Details
-
Bug
-
Resolution: Fixed
-
Critical
-
Lustre 2.7.0, Lustre 2.5.5
-
3
-
9223372036854775807
Description
Running e2fsck -fD on an OST upgraded from Lustre 1.8 with large O/0/d* directories (> 300k objects, 1600+ filesystem blocks) may result in the directory becoming corrupted. As yet the reason and mechanism has not been determined, but it may relate to the filesystem upgrade history (Lustre 1.8>2.1->2.5 and/or e2fsck versions), and possibly if the original directories were created as block-mapped directories and later upgraded to extent-mapped directories. The corruption itself is that the extent index block logical number (always for block 4 / 5) was too large, and an extent block was missing. In all observed cases, the extent tree was 5 blocks long (possibly a result of 4 extent blocks being moved out of the in-inode i_block[] array and into an external second-level index block).

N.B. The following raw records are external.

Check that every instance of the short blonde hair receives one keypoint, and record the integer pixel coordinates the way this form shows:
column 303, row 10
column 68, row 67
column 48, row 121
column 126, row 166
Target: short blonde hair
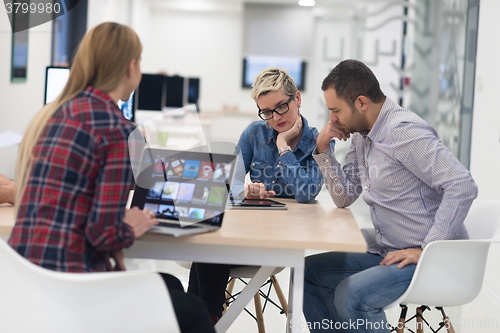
column 272, row 79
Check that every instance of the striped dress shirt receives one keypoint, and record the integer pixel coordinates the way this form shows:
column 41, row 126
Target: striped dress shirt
column 418, row 192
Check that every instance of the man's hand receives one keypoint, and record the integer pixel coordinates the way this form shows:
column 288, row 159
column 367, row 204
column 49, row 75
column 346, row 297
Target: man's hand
column 7, row 190
column 404, row 257
column 330, row 131
column 257, row 191
column 139, row 220
column 284, row 138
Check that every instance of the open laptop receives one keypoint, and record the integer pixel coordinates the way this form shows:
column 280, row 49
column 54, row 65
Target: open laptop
column 187, row 190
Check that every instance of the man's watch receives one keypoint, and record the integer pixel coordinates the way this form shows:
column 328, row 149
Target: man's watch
column 284, row 150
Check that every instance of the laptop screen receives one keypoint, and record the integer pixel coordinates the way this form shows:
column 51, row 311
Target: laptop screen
column 184, row 186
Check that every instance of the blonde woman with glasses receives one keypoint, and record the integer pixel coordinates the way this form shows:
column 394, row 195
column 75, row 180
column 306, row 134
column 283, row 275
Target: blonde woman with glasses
column 74, row 172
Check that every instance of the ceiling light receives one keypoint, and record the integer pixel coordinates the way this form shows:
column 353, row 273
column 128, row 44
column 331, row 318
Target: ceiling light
column 307, row 2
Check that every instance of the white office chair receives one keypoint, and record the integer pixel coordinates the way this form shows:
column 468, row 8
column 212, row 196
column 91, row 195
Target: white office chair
column 247, row 272
column 34, row 299
column 450, row 273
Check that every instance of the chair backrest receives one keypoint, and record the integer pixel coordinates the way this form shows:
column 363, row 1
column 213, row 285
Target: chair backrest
column 451, row 273
column 483, row 221
column 34, row 299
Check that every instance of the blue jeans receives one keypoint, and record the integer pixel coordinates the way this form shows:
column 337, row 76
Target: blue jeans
column 346, row 292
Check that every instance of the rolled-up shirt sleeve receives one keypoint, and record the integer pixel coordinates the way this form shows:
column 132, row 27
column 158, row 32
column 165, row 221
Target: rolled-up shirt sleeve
column 343, row 183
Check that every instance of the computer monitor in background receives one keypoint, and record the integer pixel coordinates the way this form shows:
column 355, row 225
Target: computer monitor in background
column 194, row 91
column 176, row 91
column 128, row 107
column 55, row 80
column 151, row 92
column 253, row 65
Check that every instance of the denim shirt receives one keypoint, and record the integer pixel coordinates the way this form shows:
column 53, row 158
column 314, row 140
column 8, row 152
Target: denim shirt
column 292, row 175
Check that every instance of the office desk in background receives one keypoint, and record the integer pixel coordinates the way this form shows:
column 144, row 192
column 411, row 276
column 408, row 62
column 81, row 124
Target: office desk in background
column 266, row 238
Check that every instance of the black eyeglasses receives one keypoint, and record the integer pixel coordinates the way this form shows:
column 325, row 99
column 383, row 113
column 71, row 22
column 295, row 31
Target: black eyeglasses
column 280, row 109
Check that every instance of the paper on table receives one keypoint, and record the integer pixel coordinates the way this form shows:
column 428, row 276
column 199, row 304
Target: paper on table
column 10, row 138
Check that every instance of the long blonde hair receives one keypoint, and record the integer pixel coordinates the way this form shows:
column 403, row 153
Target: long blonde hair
column 102, row 61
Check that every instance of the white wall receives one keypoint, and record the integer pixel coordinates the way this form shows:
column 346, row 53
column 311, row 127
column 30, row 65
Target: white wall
column 21, row 100
column 485, row 150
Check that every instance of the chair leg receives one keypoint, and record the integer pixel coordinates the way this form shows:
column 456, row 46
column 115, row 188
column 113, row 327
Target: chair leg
column 402, row 319
column 280, row 294
column 446, row 321
column 258, row 313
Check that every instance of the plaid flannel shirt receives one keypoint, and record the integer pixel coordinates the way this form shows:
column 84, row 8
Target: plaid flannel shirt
column 71, row 215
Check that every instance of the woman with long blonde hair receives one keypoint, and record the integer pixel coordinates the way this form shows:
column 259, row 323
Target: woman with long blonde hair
column 74, row 173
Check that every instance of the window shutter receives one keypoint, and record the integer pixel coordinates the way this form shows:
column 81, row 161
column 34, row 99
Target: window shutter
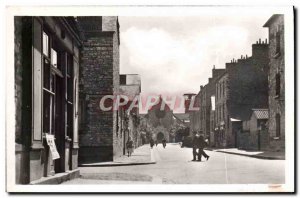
column 37, row 83
column 75, row 101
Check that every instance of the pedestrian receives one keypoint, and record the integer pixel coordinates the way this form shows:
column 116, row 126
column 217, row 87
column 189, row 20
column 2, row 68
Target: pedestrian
column 164, row 142
column 195, row 143
column 202, row 145
column 129, row 146
column 151, row 143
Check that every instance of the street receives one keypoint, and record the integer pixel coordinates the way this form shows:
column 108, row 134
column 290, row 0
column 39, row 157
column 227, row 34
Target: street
column 174, row 166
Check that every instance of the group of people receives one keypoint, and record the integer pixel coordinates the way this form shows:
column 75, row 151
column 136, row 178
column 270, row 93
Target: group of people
column 198, row 145
column 152, row 142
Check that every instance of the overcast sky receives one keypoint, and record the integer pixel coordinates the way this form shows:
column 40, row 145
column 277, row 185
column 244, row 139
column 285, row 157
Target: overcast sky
column 175, row 55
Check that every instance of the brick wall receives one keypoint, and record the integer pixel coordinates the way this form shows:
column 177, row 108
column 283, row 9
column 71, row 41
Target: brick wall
column 18, row 77
column 277, row 66
column 99, row 76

e2fsck 1.42.12.wc1 (15-Sep-2014) MMP interval is 7 seconds and total wait time is 30 seconds. Please wait... Pass 1: Checking inodes, blocks, and sizes Inode 17825800, end of extent exceeds allowed value (logical block 710, physical block 570459684, len 1019) Clear? no Inode 17825800, end of extent exceeds allowed value (logical block 1729, physical block 570493888, len 4294966836) Clear? no Inode 17825800, i_size is 5197824, should be 2908160. Fix? no Inode 17825800, i_blocks is 10192, should be 5704. Fix? no Inode 17825801, end of extent exceeds allowed value (logical block 711, physical block 570459691, len 966) Clear? no
There doesn't appear to have been any other data corruption on the OST besides the directory extent blocks, but this resulted in several hundred directory leaf blocks being lost, either because the extent index block was already corrupt and not referencing the required blocks, and because e2fsck considered the last extent index blocks corrupt and discarded the contents.
In some cases, it appears that 100% of files were readable from the corrupted directory using debugfs:
debugfs -c -R "ls -l O/0/$DIR" $DEV
even though e2fsck was unhappy with the extent structure and cleared part of the extent tree and dumped the files into lost+found. This was consistent across a large number of OST object (O/0/d*) directories and was not a sign of external corruption or hardware problems. This implies that the directory entries were all moved into the first blocks of the directory, and the blocks in the corrupt part of the directory were somehow "extra" and the bug lies in the extent handling when shrinking the directory.
During recovery, e2fsck -fyv deleted all the zero-length files that had not had the "lma" FID set on them (i.e. they had never been accessed). To avoid this, the list_ost_objs.sh script was run on all affected OSTs before e2fsck, and then ll_recover_zero_length.sh was run to recreate the zero-length objects after ll_recover_lost_found_objs, and before the filesystem was mounted.